IDH   23901
INSTITUTO DE HUMANIDADES
Unidad Ejecutora - UE
congresos y reuniones científicas
Título:
Music in the Colonial "Republic of Indians": appropriations, resistance, success stories
Autor/es:
LEONARDO J. WAISMAN
Lugar:
Oxford
Reunión:
Seminario; Latin American History Seminar; 2016
Institución organizadora:
University of Oxford
Resumen:
Musicology's interest in Latin American Colonial music started with two foci: pre-Columbian musical practices and instruments (a field restricted by the scarcity of evidence) and cathedral music in the main Spanish settlements.
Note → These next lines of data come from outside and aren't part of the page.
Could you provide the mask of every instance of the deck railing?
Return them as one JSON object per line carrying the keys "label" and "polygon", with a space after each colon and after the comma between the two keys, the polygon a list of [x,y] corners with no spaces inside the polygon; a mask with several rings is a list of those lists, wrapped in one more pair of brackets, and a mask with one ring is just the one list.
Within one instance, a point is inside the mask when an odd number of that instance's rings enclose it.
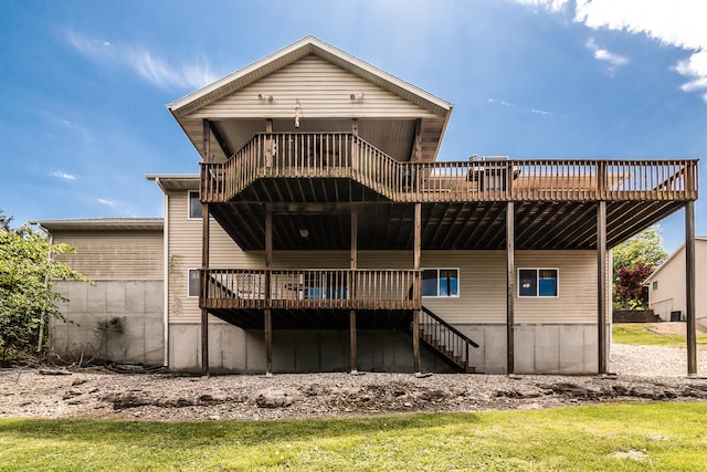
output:
{"label": "deck railing", "polygon": [[209,269],[200,306],[235,308],[420,310],[420,272],[389,269]]}
{"label": "deck railing", "polygon": [[404,202],[694,200],[697,172],[692,159],[401,162],[350,133],[258,134],[225,162],[202,162],[201,200],[303,177],[351,178]]}

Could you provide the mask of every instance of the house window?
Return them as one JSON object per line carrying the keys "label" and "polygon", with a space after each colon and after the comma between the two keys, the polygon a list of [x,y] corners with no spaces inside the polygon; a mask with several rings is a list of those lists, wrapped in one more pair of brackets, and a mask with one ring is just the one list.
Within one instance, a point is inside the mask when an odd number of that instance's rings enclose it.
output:
{"label": "house window", "polygon": [[460,296],[460,270],[424,269],[422,296]]}
{"label": "house window", "polygon": [[199,200],[198,191],[189,192],[189,219],[200,219],[201,218],[201,201]]}
{"label": "house window", "polygon": [[199,297],[199,269],[189,269],[187,274],[187,296]]}
{"label": "house window", "polygon": [[557,269],[518,270],[518,296],[552,297],[558,296]]}

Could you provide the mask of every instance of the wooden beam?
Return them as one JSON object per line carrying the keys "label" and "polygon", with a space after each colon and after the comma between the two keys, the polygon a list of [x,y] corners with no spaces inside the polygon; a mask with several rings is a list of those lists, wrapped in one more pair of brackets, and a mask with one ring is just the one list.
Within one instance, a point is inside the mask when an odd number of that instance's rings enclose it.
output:
{"label": "wooden beam", "polygon": [[203,125],[203,144],[201,151],[203,153],[202,159],[204,162],[211,162],[211,122],[208,119],[202,120]]}
{"label": "wooden beam", "polygon": [[[209,203],[201,203],[201,269],[207,271],[209,269]],[[202,300],[202,306],[205,302],[205,297],[209,295],[205,290],[205,279],[199,277],[202,286],[199,290]],[[209,312],[207,308],[201,308],[201,374],[209,375]]]}
{"label": "wooden beam", "polygon": [[349,345],[350,345],[350,371],[356,374],[356,358],[358,357],[357,349],[357,332],[356,332],[356,310],[349,311]]}
{"label": "wooden beam", "polygon": [[597,206],[597,333],[599,374],[606,374],[606,202]]}
{"label": "wooden beam", "polygon": [[273,312],[265,308],[265,375],[273,375]]}
{"label": "wooden beam", "polygon": [[508,375],[515,373],[515,321],[514,301],[516,297],[515,280],[515,208],[514,202],[506,203],[506,370]]}
{"label": "wooden beam", "polygon": [[685,295],[687,310],[687,375],[697,375],[695,326],[695,202],[685,203]]}
{"label": "wooden beam", "polygon": [[[273,265],[273,212],[265,210],[265,297],[270,301],[270,269]],[[273,375],[273,313],[265,308],[265,375]]]}
{"label": "wooden beam", "polygon": [[[358,213],[351,212],[351,273],[358,268]],[[356,276],[349,282],[349,295],[356,296]],[[356,331],[356,310],[349,312],[349,346],[350,346],[350,371],[356,374],[358,356],[357,350],[357,331]]]}
{"label": "wooden beam", "polygon": [[[422,259],[422,203],[415,203],[415,219],[414,219],[414,243],[413,243],[413,266],[418,271],[413,283],[413,296],[421,295],[421,280],[420,280],[420,262]],[[420,311],[414,310],[412,312],[412,359],[415,368],[415,374],[421,373],[420,367]]]}

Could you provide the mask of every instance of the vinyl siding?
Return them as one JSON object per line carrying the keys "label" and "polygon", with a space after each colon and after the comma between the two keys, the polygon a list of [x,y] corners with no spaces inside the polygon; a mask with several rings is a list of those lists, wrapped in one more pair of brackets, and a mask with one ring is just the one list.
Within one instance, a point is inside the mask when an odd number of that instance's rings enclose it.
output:
{"label": "vinyl siding", "polygon": [[[273,95],[273,102],[257,95]],[[360,103],[350,94],[363,93]],[[436,118],[433,113],[365,78],[308,55],[256,83],[189,115],[189,118],[293,118],[299,101],[303,118]]]}
{"label": "vinyl siding", "polygon": [[161,231],[54,231],[76,249],[55,256],[93,281],[162,280]]}
{"label": "vinyl siding", "polygon": [[[187,271],[201,266],[201,220],[187,218],[187,192],[169,198],[170,323],[198,323],[197,298],[187,296]],[[242,251],[211,221],[210,268],[262,269],[263,251]],[[597,322],[597,256],[594,251],[516,251],[516,271],[558,269],[557,298],[518,298],[517,324],[582,324]],[[346,269],[349,251],[275,251],[274,269]],[[411,251],[359,251],[359,269],[412,269]],[[505,251],[423,251],[421,266],[458,269],[460,296],[425,297],[424,306],[450,323],[506,323]]]}

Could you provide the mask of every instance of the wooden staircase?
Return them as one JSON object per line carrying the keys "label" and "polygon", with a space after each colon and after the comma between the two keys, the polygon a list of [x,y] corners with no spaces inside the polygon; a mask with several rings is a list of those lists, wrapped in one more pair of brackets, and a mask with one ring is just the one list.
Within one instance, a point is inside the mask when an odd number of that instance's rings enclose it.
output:
{"label": "wooden staircase", "polygon": [[469,347],[478,344],[424,306],[420,313],[420,340],[460,373],[476,371],[471,365]]}

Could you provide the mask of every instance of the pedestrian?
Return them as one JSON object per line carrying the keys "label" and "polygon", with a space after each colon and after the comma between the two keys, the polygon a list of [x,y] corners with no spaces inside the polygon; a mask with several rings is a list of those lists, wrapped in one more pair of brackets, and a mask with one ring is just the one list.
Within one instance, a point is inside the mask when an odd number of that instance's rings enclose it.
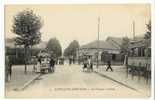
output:
{"label": "pedestrian", "polygon": [[92,57],[90,57],[89,59],[90,59],[90,61],[89,61],[90,70],[93,71],[93,60],[92,60]]}
{"label": "pedestrian", "polygon": [[106,71],[108,71],[108,69],[110,69],[113,72],[113,69],[111,67],[111,61],[110,60],[107,61],[107,69],[106,69]]}
{"label": "pedestrian", "polygon": [[12,62],[10,56],[6,56],[5,64],[6,64],[6,81],[8,82],[11,80],[12,76]]}
{"label": "pedestrian", "polygon": [[88,59],[85,57],[84,58],[84,61],[83,61],[83,71],[84,71],[84,69],[86,69],[88,66]]}
{"label": "pedestrian", "polygon": [[69,57],[69,65],[71,65],[71,64],[72,64],[72,58]]}

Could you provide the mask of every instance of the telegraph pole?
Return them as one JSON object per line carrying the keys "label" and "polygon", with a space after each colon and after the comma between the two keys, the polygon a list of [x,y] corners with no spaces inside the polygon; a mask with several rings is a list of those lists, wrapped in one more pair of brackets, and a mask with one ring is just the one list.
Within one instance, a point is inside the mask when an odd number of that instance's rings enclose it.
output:
{"label": "telegraph pole", "polygon": [[135,39],[135,21],[132,22],[133,40]]}
{"label": "telegraph pole", "polygon": [[99,35],[100,35],[100,17],[98,17],[98,38],[97,38],[97,69],[99,66]]}

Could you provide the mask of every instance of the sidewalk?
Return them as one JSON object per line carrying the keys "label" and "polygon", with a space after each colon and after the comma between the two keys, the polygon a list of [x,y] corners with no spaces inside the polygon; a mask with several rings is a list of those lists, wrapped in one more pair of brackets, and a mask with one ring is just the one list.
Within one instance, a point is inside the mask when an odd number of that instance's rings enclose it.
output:
{"label": "sidewalk", "polygon": [[27,65],[27,74],[24,73],[24,65],[12,66],[11,81],[5,83],[5,90],[11,91],[17,88],[21,88],[26,82],[30,81],[38,74],[33,72],[33,66]]}
{"label": "sidewalk", "polygon": [[111,72],[111,70],[106,71],[106,66],[99,66],[99,69],[96,69],[95,72],[99,75],[109,77],[114,81],[118,81],[118,83],[132,87],[133,89],[143,93],[146,96],[150,96],[150,80],[148,83],[146,83],[146,80],[143,77],[138,80],[138,76],[134,76],[132,79],[131,74],[128,74],[127,76],[125,66],[112,66],[112,68],[114,70],[113,72]]}

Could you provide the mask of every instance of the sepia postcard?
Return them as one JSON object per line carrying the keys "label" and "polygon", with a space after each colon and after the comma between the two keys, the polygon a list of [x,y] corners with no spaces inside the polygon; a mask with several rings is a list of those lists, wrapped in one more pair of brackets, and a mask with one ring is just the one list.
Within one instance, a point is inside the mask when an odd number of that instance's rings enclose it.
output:
{"label": "sepia postcard", "polygon": [[151,97],[150,4],[6,4],[6,98]]}

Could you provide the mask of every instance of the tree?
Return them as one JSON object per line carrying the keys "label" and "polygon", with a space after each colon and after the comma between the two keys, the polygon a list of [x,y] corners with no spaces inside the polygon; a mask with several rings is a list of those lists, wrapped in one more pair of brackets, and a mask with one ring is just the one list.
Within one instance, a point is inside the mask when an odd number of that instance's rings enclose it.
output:
{"label": "tree", "polygon": [[52,51],[56,55],[56,57],[60,57],[62,55],[60,42],[56,38],[51,38],[48,41],[46,49]]}
{"label": "tree", "polygon": [[127,54],[130,40],[128,37],[123,37],[122,41],[123,42],[121,44],[121,53]]}
{"label": "tree", "polygon": [[40,42],[42,24],[41,17],[34,14],[33,10],[23,10],[13,18],[12,32],[17,35],[15,44],[24,46],[25,72],[27,71],[28,50]]}
{"label": "tree", "polygon": [[76,57],[76,50],[79,48],[79,43],[77,40],[73,40],[69,46],[64,51],[64,56]]}
{"label": "tree", "polygon": [[151,38],[151,21],[149,21],[149,23],[146,24],[146,27],[147,27],[147,31],[144,36],[144,39],[150,39]]}

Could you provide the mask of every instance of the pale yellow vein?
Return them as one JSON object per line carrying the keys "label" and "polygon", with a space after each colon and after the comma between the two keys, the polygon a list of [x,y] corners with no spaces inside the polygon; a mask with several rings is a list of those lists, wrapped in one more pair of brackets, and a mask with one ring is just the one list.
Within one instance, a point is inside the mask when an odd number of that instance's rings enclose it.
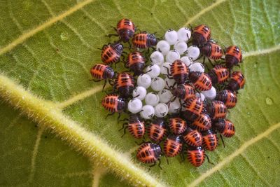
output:
{"label": "pale yellow vein", "polygon": [[212,10],[213,8],[214,8],[215,7],[216,7],[217,6],[218,6],[219,4],[222,4],[222,3],[225,2],[225,1],[226,1],[226,0],[218,0],[217,1],[216,1],[215,3],[211,4],[211,6],[202,9],[200,12],[197,13],[195,16],[190,18],[188,20],[188,21],[184,25],[184,27],[188,26],[189,24],[192,23],[193,21],[197,20],[198,18],[200,18],[200,16],[202,16],[202,15],[204,15],[206,12],[210,11],[211,10]]}
{"label": "pale yellow vein", "polygon": [[34,149],[33,150],[32,157],[31,159],[31,171],[30,171],[30,174],[29,174],[29,177],[28,179],[29,182],[31,182],[34,177],[35,161],[36,161],[36,158],[37,154],[38,154],[38,149],[40,141],[41,141],[41,137],[42,137],[42,134],[43,134],[44,130],[45,130],[44,127],[40,127],[40,128],[38,131],[38,133],[37,133],[37,136],[36,136],[36,141],[35,141]]}
{"label": "pale yellow vein", "polygon": [[194,180],[191,183],[190,183],[189,186],[197,186],[199,183],[202,182],[205,179],[209,177],[216,172],[219,171],[222,169],[225,165],[228,164],[229,162],[232,162],[232,160],[236,158],[237,156],[241,154],[245,150],[250,146],[253,145],[253,144],[256,143],[257,141],[261,140],[262,139],[267,137],[270,133],[273,131],[276,130],[276,129],[280,127],[280,123],[276,123],[275,125],[272,125],[270,128],[268,128],[264,132],[259,134],[255,137],[247,141],[245,144],[244,144],[240,148],[237,149],[232,154],[228,155],[227,157],[225,158],[220,162],[217,164],[215,167],[211,168],[206,172],[203,173],[200,177]]}
{"label": "pale yellow vein", "polygon": [[95,166],[92,172],[92,187],[99,186],[100,179],[107,173],[107,170],[101,165]]}
{"label": "pale yellow vein", "polygon": [[74,12],[80,10],[81,8],[84,7],[85,6],[90,4],[91,2],[94,1],[94,0],[85,0],[84,1],[81,1],[76,4],[72,8],[69,8],[66,11],[64,12],[63,13],[58,15],[57,16],[53,17],[48,20],[48,21],[45,22],[44,23],[38,25],[38,27],[22,34],[20,35],[18,39],[13,41],[10,43],[8,46],[4,47],[3,48],[0,49],[0,55],[3,55],[12,49],[16,47],[18,45],[23,43],[24,41],[30,38],[31,36],[35,35],[38,32],[48,28],[55,24],[55,22],[62,20],[64,18],[71,15]]}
Recently, attempts have been made and inroads have appeared to widen the scope of inquiry, to cover other areas: smaller musical institutions and secular musical practices in Spanish towns (including the music of black Americans) on one side, and the República de Indios on the other. This was the legal umbrella that covered rural and urban settlements of the aboriginal ethnic groups, subject to laws and customs different from those of the Spaniards. Their musical practices, variously described as worthy of comparison with the best in Europe or as poor and miserable, are worthy of study for their originality, their status as places of (unbalanced) cultural transfers, and the mechanics of their subaltern position. Musical manuscripts and verbal documents discovered in the last decades give us an opportunity to glimpse at this interesting and multifarious world.